全身 F-FDG PET/CT 代谢肿瘤体积(MTV)的手动量化既耗时又费力,因此通常不适用于临床常规。已证明神经网络可以帮助核医学医师完成此类量化任务。但是,对于神经网络是否必须针对特定类型的癌症进行设计,或者是否可以将其应用于各种癌症,人们知之甚少。因此,本研究的目的是评估一种在未用于训练的癌症中使用的神经网络的准确性。
本回顾性分析纳入了 50 例连续的乳腺癌患者,这些患者均接受了 F-FDG PET/CT 检查。使用基于淋巴瘤和肺癌 F-FDG PET/CT 数据训练的神经网络的 PET 辅助报告系统(PARS)原型,必须检测病理性病灶并确定其解剖位置。两名核医学医师的共识读片以及随访数据被用作诊断参考标准;手动分割了 1072 个 F-FDG 高摄取病灶。使用病变检测、解剖位置确定和总肿瘤体积量化评估神经网络的准确性。

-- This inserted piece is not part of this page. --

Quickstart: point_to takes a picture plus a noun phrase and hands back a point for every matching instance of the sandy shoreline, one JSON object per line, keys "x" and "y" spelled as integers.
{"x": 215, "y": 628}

如果将 PERCIST 可测量病灶视为阳性,则神经网络在检测可疑 F-FDG 病灶方面具有较高的每位患者的灵敏度和特异性(92%;置信区间 [CI] = 79-97%和 98%;CI = 94-99%)。如果将所有 FDG 摄取病灶视为阳性,则灵敏度降低(39%;CI = 30-50%)。神经网络对身体部位(98%;CI = 95-99%)、区域(88%;CI = 84-90%)和亚区(79%;CI = 74-84%)的定位准确性很高。人工智能(AI)衍生的 MTV 与手动分割的 MTV 高度相关(R = 0.91;p < 0.001)。AI 衍生的全身 MTV(HR = 1.275;CI = 1.208-1.713;p < 0.001)是总生存期的显著预后因素。AI 衍生的淋巴结 MTV(HR = 1.190;CI = 1.022-1.384;p = 0.025)和肝脏 MTV(HR = 1.149;CI = 1.001-1.318;p = 0.048)在多变量分析中对总生存期具有预测性。
尽管 PARS 是基于淋巴瘤和肺癌进行训练的,但在检测 PERCIST 可测量的病变方面,它的准确性很高。因此,神经网络似乎不易受到聪明汉斯效应的影响。但是,如果将所有手动分割的病灶作为参考标准,网络的准确性就很差。全身 MTV 和器官 MTV 都是晚期乳腺癌总生存期的显著预后因素。